Aku menuju lemari pakaianku dan mengambil berkas dari tumpukan bajuku. Kemudian menyusul mas Alfie ke meja makan.
"Mas" panggilku dan masih di jawab dengan kebisuannya. Namun aku yakin kata-kataku selanjutnya akan membuat ia bicara.
"Mas, aku setuju kalau mas tetap mau menikah lagi" ucapku kemudian. Awalnya aku memang tidak pernah mau ia menikah lagi, namun semakin lama aku menyadari bahwa ia bukanlah sosok yang dulu aku cinta dan mencintai aku. Perlahan namun pasti rasa itu telah pupus dari hatiku. Aku akan merelakannya. Dan menahan rasa sakitku sendiri.
Ia memandangku dengan mata berbinar, tembok pertahanannya runtuh seketika. "Beneran dek?" ia mengucap seakan tak percaya, dan melupakan aksi mogok bicaranya kepadaku.
Aku hanya mengangguk. Membiarkan ia bahagia. Nikmatilah mas.
"Makasih ya dek" katanya sambil menggenggam tanganku. Akupun segera menarik tanganku. Jangan pernah mencoba menyentuhku lagi mas ucap batinku. Ya, sejak saat ini aku tak sudi lagi ia sentuh. Biarlah ia mendapatkan sentuhan itu dari istri barunya.
"Ya mas, aku setuju mas menikah lagi asal mas juga setuju dengan syarat yang aku beri" lanjutku.
"Apa dek, apa syaratnya. Kamu mau apa dek? Mobil? Rumah? Perhiasan? Sebutin aja dek, pasti mas kasih" lanjutnya riang.

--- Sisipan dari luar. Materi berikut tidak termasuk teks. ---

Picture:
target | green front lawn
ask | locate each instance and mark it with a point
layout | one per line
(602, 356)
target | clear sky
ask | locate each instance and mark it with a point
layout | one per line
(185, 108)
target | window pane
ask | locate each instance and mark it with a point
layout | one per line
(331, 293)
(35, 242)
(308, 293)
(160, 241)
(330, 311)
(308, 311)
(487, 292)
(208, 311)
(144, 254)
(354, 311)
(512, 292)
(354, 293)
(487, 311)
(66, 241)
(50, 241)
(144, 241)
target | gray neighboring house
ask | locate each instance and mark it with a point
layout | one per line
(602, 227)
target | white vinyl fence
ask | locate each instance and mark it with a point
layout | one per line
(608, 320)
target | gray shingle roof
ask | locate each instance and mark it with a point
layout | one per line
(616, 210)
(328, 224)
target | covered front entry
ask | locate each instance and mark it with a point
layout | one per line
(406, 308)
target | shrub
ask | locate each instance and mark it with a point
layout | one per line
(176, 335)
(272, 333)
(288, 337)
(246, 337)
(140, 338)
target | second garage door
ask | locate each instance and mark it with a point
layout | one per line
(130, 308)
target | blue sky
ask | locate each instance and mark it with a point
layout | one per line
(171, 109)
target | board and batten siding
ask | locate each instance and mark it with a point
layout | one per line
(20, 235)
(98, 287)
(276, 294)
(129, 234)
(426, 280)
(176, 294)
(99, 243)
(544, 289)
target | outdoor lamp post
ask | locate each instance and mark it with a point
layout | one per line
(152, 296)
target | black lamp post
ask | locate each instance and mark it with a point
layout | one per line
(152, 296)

Aku menggelengkan kepalaku. Apa katanya? Rumah? Mobil? Semua materi yang ia sebutkan bahkan bisa aku beli sendiri. Tak perlu aku repot meminta darinya. Yang aku mau dari dia hanyalah kesetiaan dan itu jelas tak bisa ia beri.
"Aku mau mas tanda tangani ini" ucapku seraya menyodorkan berkas yang tadi aku bawa. Berkas itu adalah perjanjian yang berisi syarat-syarat yang aku ajukan bila ia bersikeras untuk menikah lagi. Aku telah meminta pengacara ayah untuk membuat perjanjian itu.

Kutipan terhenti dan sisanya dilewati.